No mercado não se considera nenhum papel bom em si. Ele é
caro ou barato. Um papel barato -aquele cujo preço é inferior
ao da percepção do mercado-
tende a ser valorizado, bem visto, entrando em uma espiral de
alta que quase sempre leva ao
"overshooting" -uma valorização maior do que a que o
mercado comportava.
A partir daí, o mesmo papel
passa a ser visto como caro e a
sofrer um processo de depreciação. Qualquer evento impacta
negativamente o papel, ocorrendo uma desvalorização maior
do que o mercado esperava e
provocando, no momento seguinte, um novo movimento de
valorização.
Obviamente não são todos os
papéis nem todos os políticos
que passam por esse processo.
Há um tipo específico de ativo e
de político de maior volatilidade. Assim como existem aqueles
políticos alçados à condição de
"blue chips" ou de "lixo", que ficam imunes a oscilações.
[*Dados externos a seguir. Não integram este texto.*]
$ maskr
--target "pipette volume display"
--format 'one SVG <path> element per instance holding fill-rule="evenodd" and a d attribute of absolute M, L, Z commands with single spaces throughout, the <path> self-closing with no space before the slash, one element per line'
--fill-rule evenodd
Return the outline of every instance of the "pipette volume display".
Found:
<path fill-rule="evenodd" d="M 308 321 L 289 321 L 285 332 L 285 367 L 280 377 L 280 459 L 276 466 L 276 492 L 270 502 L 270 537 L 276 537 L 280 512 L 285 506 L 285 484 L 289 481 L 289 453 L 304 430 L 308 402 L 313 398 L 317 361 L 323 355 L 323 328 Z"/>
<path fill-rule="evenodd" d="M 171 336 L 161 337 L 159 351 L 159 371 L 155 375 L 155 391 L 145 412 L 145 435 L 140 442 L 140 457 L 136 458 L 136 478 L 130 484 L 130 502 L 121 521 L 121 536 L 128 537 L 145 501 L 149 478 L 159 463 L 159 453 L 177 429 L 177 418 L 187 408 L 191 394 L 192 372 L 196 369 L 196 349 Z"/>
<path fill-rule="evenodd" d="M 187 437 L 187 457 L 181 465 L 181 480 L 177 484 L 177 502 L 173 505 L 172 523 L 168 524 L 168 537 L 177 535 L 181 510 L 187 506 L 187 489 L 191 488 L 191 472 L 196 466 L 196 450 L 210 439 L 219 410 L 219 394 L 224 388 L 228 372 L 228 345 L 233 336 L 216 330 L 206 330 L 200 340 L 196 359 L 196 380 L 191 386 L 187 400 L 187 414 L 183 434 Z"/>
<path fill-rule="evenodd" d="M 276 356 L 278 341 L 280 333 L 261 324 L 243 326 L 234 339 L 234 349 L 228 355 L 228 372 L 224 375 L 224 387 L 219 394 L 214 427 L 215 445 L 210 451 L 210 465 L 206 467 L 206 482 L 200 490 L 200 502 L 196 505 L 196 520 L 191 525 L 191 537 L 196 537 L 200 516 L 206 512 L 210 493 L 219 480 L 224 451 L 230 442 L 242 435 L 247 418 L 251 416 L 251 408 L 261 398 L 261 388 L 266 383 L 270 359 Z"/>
A campanha eleitoral tem sido típica desse processo. Tome-se FHC. Em um certo momento,
estava "barato". Quando ocorreu o caso Lunus, caiu a ficha da
opinião pública sobre o fim dos
coronéis, e ele foi revalorizado.
O evento deflagrou um processo
de reavaliação que tornou FHC
"caro". Provocou um "overshooting", como diriam os analistas financeiros. O aumento da
crise econômica, da inadimplência e do desemprego fez o
pêndulo voltar rapidamente.
Essa mesma curva, mais cedo
ou mais tarde, vai afetar todos
os candidatos. Até o momento
apenas Lula tem se mantido estável, porque o jogo se dá em
torno da segunda alternativa à
Presidência. Mas também não
escapará desse processo quando
a campanha começar.
Os movimentos da candidatura Serra são típicos dessas ondas. A candidatura começou pequena, deu um salto. Aí, em razão do caso Lunus e um conjunto de denúncias, entrou em baixa, e retomou o movimento de
alta na última semana. Agora
está em maré alta, com vento a
favor. Mas haverá novas ondas
até as eleições.
Nem se pode dizer que é uma
denúncia ou outra que inverte o
movimento do pêndulo. Talvez
as denúncias surjam em razão
desse processo, já que os fatos e
boatos envolvendo todos os candidatos estão aí, ao alcance de
todos. A mídia molha o dedo,
coloca ao vento, percebe que é
hora e solta o dossiê contra o
candidato A ou B. Outros vão
atrás, aí se percebe que se avançou muito, começam as reações
de leitores, e o pêndulo retorna
para a outra ponta.
Ninguém tem a fórmula nem
o compasso para avaliar o tempo de cada movimento. Se tivesse, cada marqueteiro trataria de
trabalhar cientificamente seu
candidato para que o "overshooting" para cima ocorresse no
dia das eleições.
Mas é inegável que a falta de
sensibilidade para esses movimentos já matou muitas candidaturas. Lembro-me bem da candidatura Erundina (então no PT) para a Prefeitura de São
Paulo. Até poucos dias antes
praticamente não existia. No
dia das eleições, fui com minhas
filhas votar, elas com pouco
mais de dez anos, e só falavam
em Erundina para cá e para lá.
O resultado das eleições pegou
quase todos os institutos de surpresa. Talvez, se a eleição demorasse um pouco mais, o pêndulo tivesse invertido.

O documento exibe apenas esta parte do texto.